L’altro ci salva dal vuoto in cui precipita la libertà “libertina”: «in un’altra lettera, la prima ai Corinzi, l’Apostolo risponde a chi sostiene un’idea sbagliata di libertà. “Tutto è lecito!”, dicono questi. “Sì, ma non tutto giova”, risponde Paolo. “Tutto è lecito, ma non tutto edifica”, ribatte l’Apostolo. Il quale poi aggiunge: “Nessuno cerchi il proprio interesse, ma quello degli altri” (1 Cor 10,23-24)», perché «sappiamo invece che una delle concezioni moderne più diffuse sulla libertà è questa: “la mia libertà finisce dove comincia la tua”. Ma qui manca la relazione, il rapporto! È una visione individualistica. Invece, chi ha ricevuto il dono della liberazione operata da Gesù non può pensare che la libertà consista nello stare lontano dagli altri, sentendoli come fastidi, non può vedere l’essere umano arroccato in sé stesso, ma sempre inserito in una comunità».

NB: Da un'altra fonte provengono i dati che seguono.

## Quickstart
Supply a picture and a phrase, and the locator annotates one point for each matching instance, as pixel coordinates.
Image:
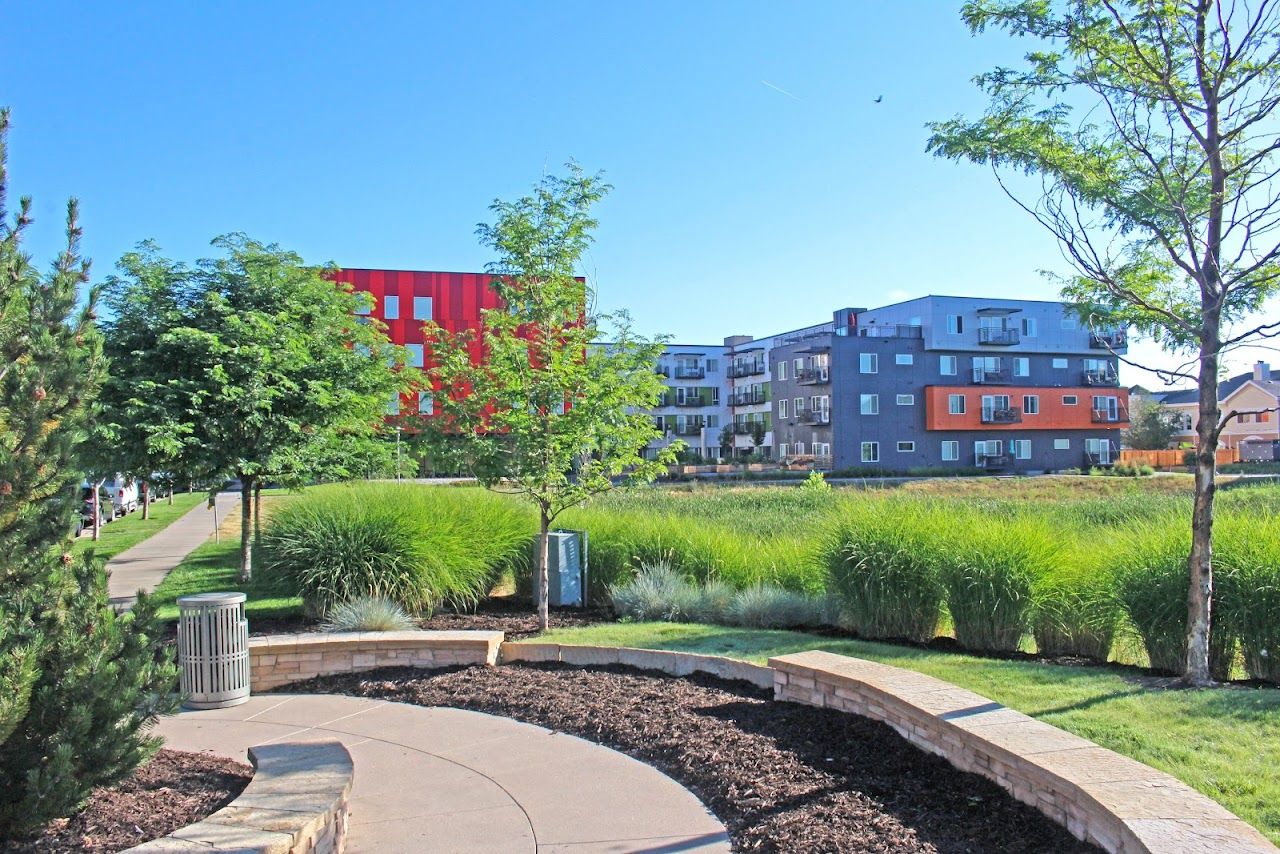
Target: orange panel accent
(1054, 415)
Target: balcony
(1114, 339)
(818, 375)
(997, 337)
(739, 370)
(997, 377)
(1118, 415)
(1101, 378)
(1004, 415)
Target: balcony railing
(986, 377)
(997, 337)
(1002, 415)
(1110, 416)
(745, 369)
(818, 375)
(1114, 339)
(1101, 378)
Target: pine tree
(78, 684)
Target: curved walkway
(451, 780)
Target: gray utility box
(563, 569)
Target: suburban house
(1255, 394)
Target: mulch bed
(781, 776)
(173, 790)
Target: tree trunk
(542, 589)
(246, 529)
(1200, 563)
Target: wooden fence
(1173, 459)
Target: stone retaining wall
(295, 804)
(279, 660)
(1110, 800)
(667, 662)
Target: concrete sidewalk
(145, 565)
(449, 780)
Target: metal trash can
(213, 649)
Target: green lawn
(1224, 741)
(128, 531)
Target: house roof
(1225, 389)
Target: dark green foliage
(77, 684)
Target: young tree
(1150, 427)
(259, 361)
(78, 684)
(1151, 128)
(533, 407)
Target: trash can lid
(211, 598)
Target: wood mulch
(781, 776)
(173, 790)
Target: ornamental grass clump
(988, 567)
(420, 547)
(882, 561)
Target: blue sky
(375, 135)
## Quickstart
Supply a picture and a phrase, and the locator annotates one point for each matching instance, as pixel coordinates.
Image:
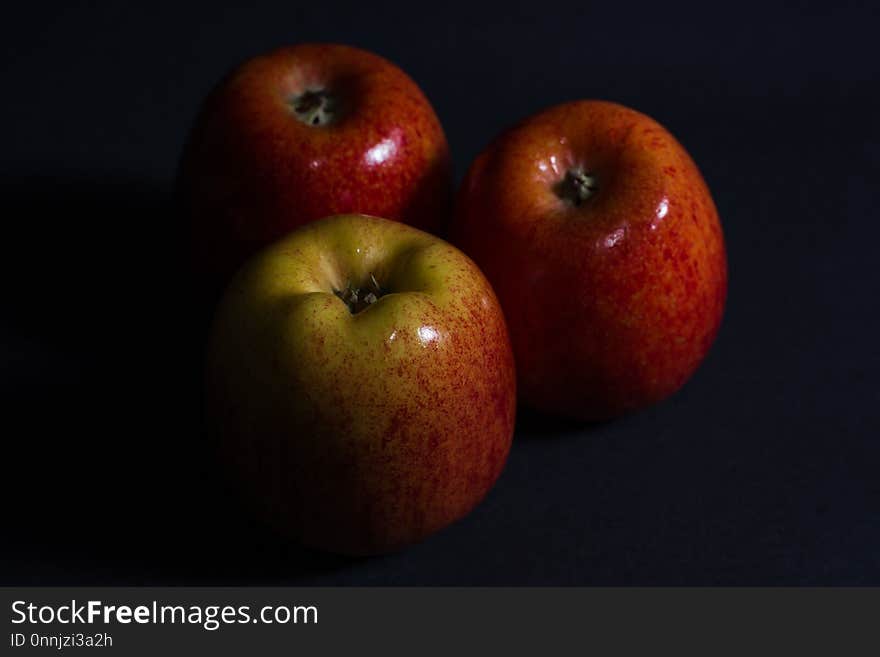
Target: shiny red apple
(602, 241)
(361, 384)
(301, 133)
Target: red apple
(361, 383)
(604, 246)
(301, 133)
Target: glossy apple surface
(302, 133)
(604, 246)
(361, 384)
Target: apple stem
(577, 186)
(358, 299)
(314, 108)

Il Papa sferra allora un attacco diretto all’individualismo contemporaneo e ai suoi presunti “diritti civili”: «soprattutto in questo momento storico, abbiamo bisogno di riscoprire la dimensione comunitaria, non individualista, della libertà: la pandemia ci ha insegnato che abbiamo bisogno gli uni degli altri, ma non basta saperlo, occorre sceglierlo ogni giorno concretamente, decidere su quella strada. Diciamo e crediamo che gli altri non sono un ostacolo alla mia libertà, ma sono la possibilità per realizzarla pienamente. Perché la nostra libertà nasce dall’amore di Dio e cresce nella carità». E ai polacchi, impegnati proprio in questi giorni in un braccio di ferro con la UE su questioni che toccano anche la concezione della libertà, Francesco dice, citando Papa Wojtyla: «cari fratelli e sorelle, dopodomani ricorre la memoria liturgica di san Giovanni Paolo II. Alla sua protezione affido voi, le vostre famiglie e l’intero popolo polacco. Abbiate sempre nella memoria quanto vi ha detto: ““Chi ci separerà… dall’amore di Cristo?”. (…) Siate vigilanti, affinché nulla vi separi da quest’amore: nessun falso slogan, nessuna ideologia errata, nessun cedimento alla tentazione di scendere a compromessi con ciò che non è da Dio. Respingete tutto ciò che distrugge e indebolisce la comunione con Cristo” (2.06.1997)».